- Created by: Robert Abbott (director)
- Starring: Colin Cowherd
- Country of origin: United States
- No. of seasons: 1
- No. of episodes: 13

Production
- Running time: 30 minutes

Original release
- Network: ESPN Classic (2007)
- Release: March 7 – May 30, 2007

= Missing Link (TV series) =

Missing Link was a retrospective sports program that aired on the American network ESPN Classic. It debuted on March 7, 2007, and aired every Wednesday night at 10 p.m. Eastern time and was hosted by the host of ESPN Radio's The Herd, Colin Cowherd.

Missing Link is best described as a version of Six Degrees of Kevin Bacon involving famous athletes, coaches, and other sports figures. Each end of the chain is seemingly the exact opposite of the other in some way, but are somehow connected. The length of each chain varies between five and seven names. In a television-worthy twist, one end is connected, then the other, with a middle link revealed only at the end, following a commercial break.

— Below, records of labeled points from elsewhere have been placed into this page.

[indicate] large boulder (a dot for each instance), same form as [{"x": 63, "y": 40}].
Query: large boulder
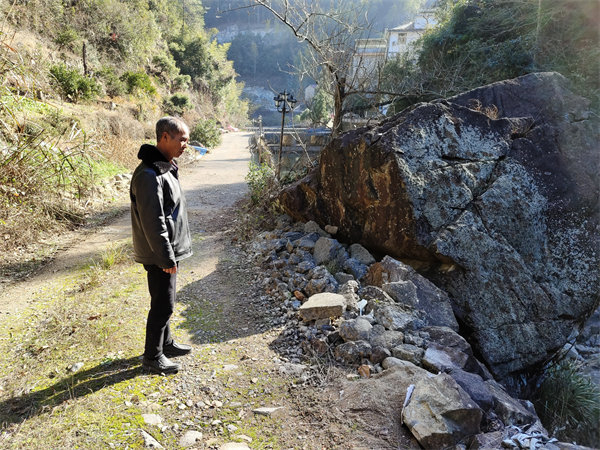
[
  {"x": 440, "y": 413},
  {"x": 503, "y": 207}
]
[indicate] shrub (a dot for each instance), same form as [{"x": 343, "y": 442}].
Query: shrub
[
  {"x": 66, "y": 37},
  {"x": 177, "y": 104},
  {"x": 72, "y": 84},
  {"x": 207, "y": 132},
  {"x": 182, "y": 82},
  {"x": 138, "y": 83},
  {"x": 568, "y": 403},
  {"x": 260, "y": 179}
]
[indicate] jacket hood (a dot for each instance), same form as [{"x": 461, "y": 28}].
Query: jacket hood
[{"x": 151, "y": 156}]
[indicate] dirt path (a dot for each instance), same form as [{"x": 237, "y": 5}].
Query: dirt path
[
  {"x": 212, "y": 184},
  {"x": 92, "y": 318}
]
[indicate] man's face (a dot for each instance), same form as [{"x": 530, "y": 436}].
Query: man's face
[{"x": 173, "y": 146}]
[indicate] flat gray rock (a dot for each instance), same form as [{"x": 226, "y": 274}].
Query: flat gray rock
[{"x": 322, "y": 306}]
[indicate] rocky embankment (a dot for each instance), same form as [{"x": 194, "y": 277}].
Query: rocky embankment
[
  {"x": 494, "y": 193},
  {"x": 397, "y": 330}
]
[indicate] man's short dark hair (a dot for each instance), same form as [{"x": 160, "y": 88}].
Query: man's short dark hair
[{"x": 171, "y": 125}]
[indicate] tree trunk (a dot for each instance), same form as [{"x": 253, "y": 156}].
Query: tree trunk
[{"x": 339, "y": 93}]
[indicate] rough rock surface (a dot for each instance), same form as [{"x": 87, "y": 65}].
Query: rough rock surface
[
  {"x": 505, "y": 210},
  {"x": 440, "y": 413}
]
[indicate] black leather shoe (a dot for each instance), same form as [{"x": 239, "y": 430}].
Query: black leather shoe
[
  {"x": 175, "y": 349},
  {"x": 160, "y": 365}
]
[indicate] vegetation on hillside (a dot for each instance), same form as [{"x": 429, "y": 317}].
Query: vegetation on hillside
[
  {"x": 81, "y": 85},
  {"x": 483, "y": 41}
]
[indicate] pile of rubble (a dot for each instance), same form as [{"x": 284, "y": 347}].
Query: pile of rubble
[{"x": 384, "y": 318}]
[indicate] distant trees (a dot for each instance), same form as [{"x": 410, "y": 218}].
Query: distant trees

Missing Link was pre-empted on April 25 for a replay of the heavyweight boxing championship match between Lennox Lewis and Frank Bruno, but the show returned the following week, amidst a blog report that indicated that ESPN Classic would halt all original programs. It was then quietly dropped again two weeks later and did not return.

==Example==
The first chain on the premiere episode was Lou Gehrig to Mike Tyson, as follows:
- One of Gehrig's teammates with the New York Yankees was Leo Durocher.
- Durocher was Willie Mays' first manager when Mays played for the New York Giants.
- Mays was once represented by attorney Howard Cosell.
- Cosell and Muhammad Ali conducted many memorable television interviews.
- Ali lost to Trevor Berbick in his final professional fight, in 1981.
- Berbick lost to Tyson in a 1986 title fight; this completes the chain.

==Highlight issues==
On episodes on which this was applicable, the National Football League was represented by still photography, while other sports were represented by videotape. There has been no official information explaining the omission, but NFL Network debuted NFL Top 10, a new Wednesday-night countdown-style documentary series, several weeks after this show's first episode, so the network may have demanded exclusivity. The omission is similar to the snub the league gave to ESPN25 in 2004 in the aftermath of the Playmakers series. Similarly, despite the recent return of NASCAR to ESPN, only pre-2001 footage of Dale Earnhardt Jr. was shown on the episode on which he was linked to Carl Lewis. 2001 was the year NASCAR began to centralize its TV contracts.

==Episodes==
Below is the list of episodes from season one of Missing Link.

===Season One===
1. March 7, 2007 – Iron Horse Lou Gehrig to Iron Mike Tyson, Joe Paterno to Anna Kournikova and Alex Rodriguez to Chi Chi Rodriguez.
2. March 14, 2007 – Cy Young to Vince Young, Bobby Jones to Bobby Knight and Jake LaMotta to Dennis Rodman.
3. March 21, 2007 – Ty Cobb to Tiger Woods, Dick Butkus to Dick Button and Muhammad Ali to Wayne Gretzky.
4. March 28, 2007 – George Herman Ruth to George Foreman, Ricky Bones to Dale Earnhardt Jr. and Maurice Richard to Roger Clemens.
5. April 4, 2007 – Oscar Robertson to Randy Johnson, Jim Thorpe to Deion Sanders and Minnesota Fats to Joe Montana.
6. April 11, 2007 – Terrell Owens to Jesse Owens, Richard Petty to LeBron James and Jersey Joe Walcott to Broadway Joe Namath.
7. April 18, 2007 – Eddie Gaedel to Gheorghe Mureșan, Kobe Bryant to Bear Bryant, The Four Horseman to The Fab Five.
8. April 25, 2007 – Knute Rockne to John Rocker, Larry Bird to Tony Hawk, Don Larsen to Nadia Comăneci.
9. May 2, 2007 – Ted Williams to Venus Williams and Serena Williams, Johnny Unitas to John Daly, Joe Louis to Ray Lewis.
10. May 9, 2007 – Arnold Schwarzenegger to Dale Earnhardt, Pelé to O. J. Simpson, Phil Rizzuto to Jerome Bettis.
11. May 16, 2007 – Secretariat to Mickey Mantle, George Brett to Brett Favre, Andre Agassi to André the Giant.
12. May 23, 2007 – Lance Armstrong to Hank Aaron, Mario Lemieux to Mario Andretti, Bo Jackson to Joe Jackson.
13. May 30, 2007 – Billy Gonsalves to Randy Johnson, Cale Yarborough to Steve Spurrier, Vance Law to Red Grange.